HER2 positive breast cancer is defined by overexpression of human epidermal growth factor receptor 2 (HER2/neu, the product of the ERBB2 gene), accounting for 15-20% of all breast cancers. HER2 is a member of the EGFR family, a tyrosine kinase receptor on tumor cell surfaces responsible for transmitting growth, proliferation, and survival signals. Overexpression usually arises from ERBB2 gene amplification. HER2 positivity is established by IHC 3+ (strong uniform membrane staining in more than 10% of tumor cells) or IHC 2+ confirmed by ISH (in situ hybridization) showing ERBB2 amplification. Tumors with IHC 0/1+ or IHC 2+/ISH-negative are classed as HER2-negative, although a separate HER2-low category (IHC 1+ or IHC 2+/ISH-) has emerged in recent years.
HER2 positive tumors were historically marked by aggressive behavior, early relapse, brain metastasis risk, and poor prognosis. The 1998 approval of trastuzumab (Herceptin) revolutionized HER2+ breast cancer care, and modern management is unimaginable without anti-HER2 therapy. Available agents include: (1) Trastuzumab — humanized IgG1 antibody binding HER2 subdomain IV; (2) Pertuzumab — binds HER2 subdomain II and, with trastuzumab, blocks HER2/HER3 heterodimerization; (3) T-DM1 (ado-trastuzumab emtansine) — antibody-drug conjugate (ADC) carrying emtansine (DM1) payload; (4) T-DXd (trastuzumab deruxtecan) — more potent ADC with deruxtecan (topoisomerase I inhibitor) payload; (5) Lapatinib — small-molecule TKI; (6) Neratinib — irreversible pan-HER TKI; (7) Tucatinib — HER2-specific TKI with blood-brain barrier penetration.
Treatment approach: (1) Early stage — for locally advanced HER2+ disease, neoadjuvant chemotherapy plus trastuzumab and pertuzumab (TCHP — docetaxel + carboplatin + trastuzumab + pertuzumab). Pathologic complete response (pCR) is prognostic; in patients with residual disease, adjuvant T-DM1 (KATHERINE trial) reduces recurrence risk.

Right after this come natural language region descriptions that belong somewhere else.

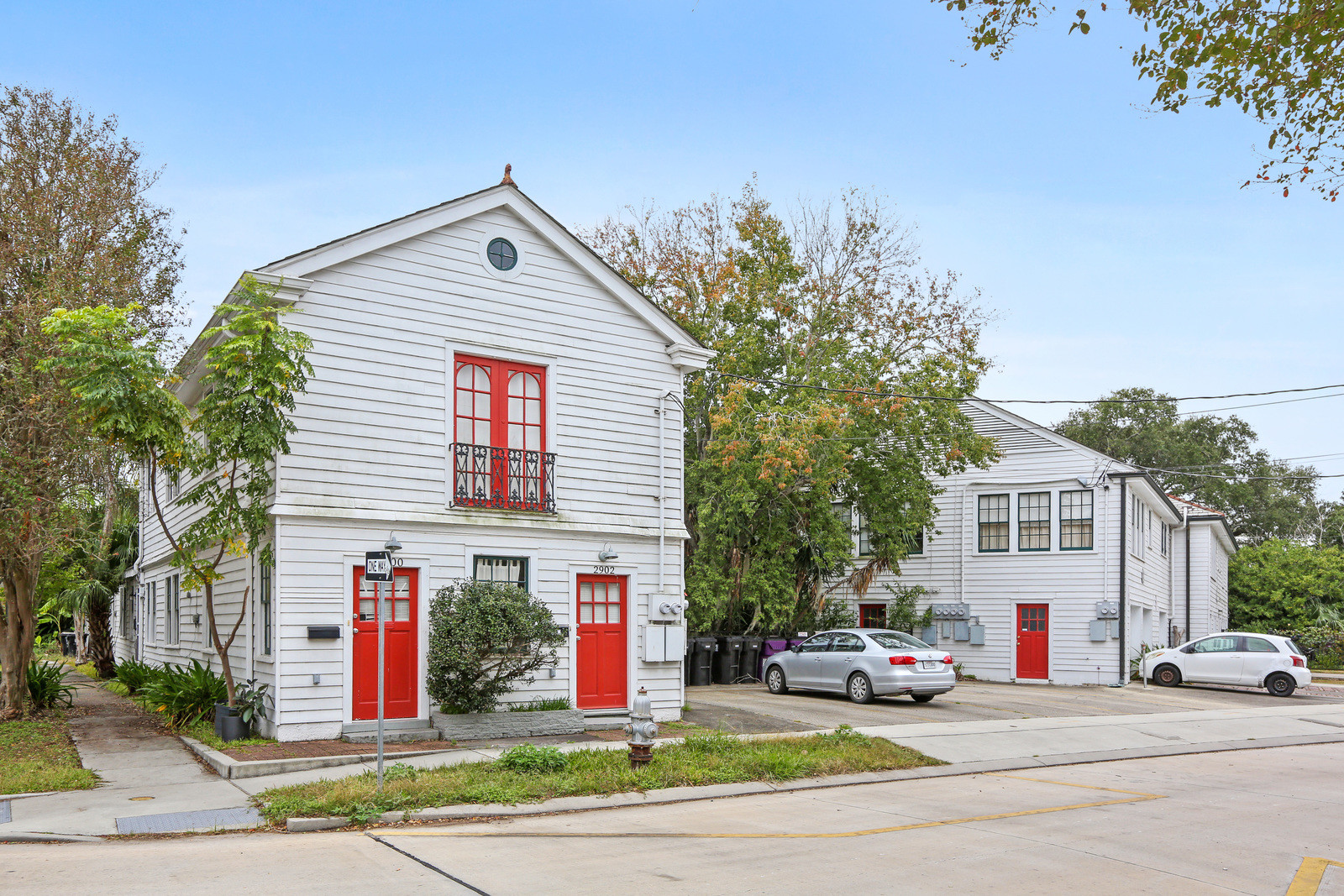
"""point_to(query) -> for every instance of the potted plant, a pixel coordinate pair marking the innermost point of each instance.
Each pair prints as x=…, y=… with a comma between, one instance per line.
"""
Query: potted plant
x=235, y=721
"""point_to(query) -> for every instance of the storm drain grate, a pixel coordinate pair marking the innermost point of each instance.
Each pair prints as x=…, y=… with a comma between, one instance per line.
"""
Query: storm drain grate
x=172, y=821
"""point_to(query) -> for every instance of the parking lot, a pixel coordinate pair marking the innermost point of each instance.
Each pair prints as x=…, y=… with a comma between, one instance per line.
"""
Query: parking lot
x=752, y=708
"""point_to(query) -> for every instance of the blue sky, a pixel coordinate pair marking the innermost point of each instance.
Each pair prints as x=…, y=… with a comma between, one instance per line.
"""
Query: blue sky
x=1113, y=244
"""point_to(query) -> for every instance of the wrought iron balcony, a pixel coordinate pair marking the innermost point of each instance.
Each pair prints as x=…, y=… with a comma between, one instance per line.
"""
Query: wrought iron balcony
x=504, y=479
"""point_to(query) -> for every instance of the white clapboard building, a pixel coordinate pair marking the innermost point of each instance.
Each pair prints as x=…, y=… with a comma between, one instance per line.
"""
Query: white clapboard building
x=1057, y=562
x=491, y=391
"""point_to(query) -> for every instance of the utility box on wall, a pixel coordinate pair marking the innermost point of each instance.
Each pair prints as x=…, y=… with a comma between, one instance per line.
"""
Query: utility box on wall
x=664, y=642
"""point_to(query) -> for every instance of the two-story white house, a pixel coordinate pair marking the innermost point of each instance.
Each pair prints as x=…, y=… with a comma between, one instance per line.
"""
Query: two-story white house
x=490, y=391
x=1057, y=562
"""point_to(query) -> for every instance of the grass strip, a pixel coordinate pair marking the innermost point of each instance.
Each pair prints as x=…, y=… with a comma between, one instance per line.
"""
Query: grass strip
x=37, y=755
x=711, y=758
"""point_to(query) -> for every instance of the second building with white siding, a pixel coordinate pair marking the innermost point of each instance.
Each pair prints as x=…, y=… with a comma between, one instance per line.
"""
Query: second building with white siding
x=1057, y=563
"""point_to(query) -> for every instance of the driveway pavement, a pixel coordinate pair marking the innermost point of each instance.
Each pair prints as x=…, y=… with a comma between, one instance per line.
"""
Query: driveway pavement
x=752, y=708
x=1240, y=822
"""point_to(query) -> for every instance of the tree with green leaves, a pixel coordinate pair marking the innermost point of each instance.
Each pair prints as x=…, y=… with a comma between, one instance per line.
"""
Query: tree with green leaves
x=1285, y=586
x=1278, y=60
x=76, y=230
x=1203, y=458
x=822, y=322
x=225, y=445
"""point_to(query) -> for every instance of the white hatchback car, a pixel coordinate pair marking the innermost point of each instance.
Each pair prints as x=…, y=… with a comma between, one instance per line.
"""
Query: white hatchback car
x=1231, y=658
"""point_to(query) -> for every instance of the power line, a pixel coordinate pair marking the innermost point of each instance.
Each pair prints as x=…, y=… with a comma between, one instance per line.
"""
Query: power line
x=1236, y=407
x=1023, y=401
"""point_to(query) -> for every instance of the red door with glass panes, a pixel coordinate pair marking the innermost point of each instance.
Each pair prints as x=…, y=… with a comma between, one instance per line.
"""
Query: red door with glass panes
x=1032, y=641
x=601, y=649
x=401, y=661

Patients achieving pCR complete trastuzumab with or without pertuzumab. Total anti-HER2 therapy duration is 1 year. (2) Metastatic — first line is docetaxel plus trastuzumab and pertuzumab (CLEOPATRA). Second line is trastuzumab deruxtecan (DESTINY-Breast03 — superior to T-DM1). Third line and beyond: T-DM1; tucatinib + trastuzumab + capecitabine (HER2CLIMB — effective in brain metastasis); lapatinib + capecitabine; neratinib + capecitabine; margetuximab. For brain metastases, tucatinib and T-DXd are active. In HR+/HER2+ disease, endocrine therapy combinations with anti-HER2 agents are feasible.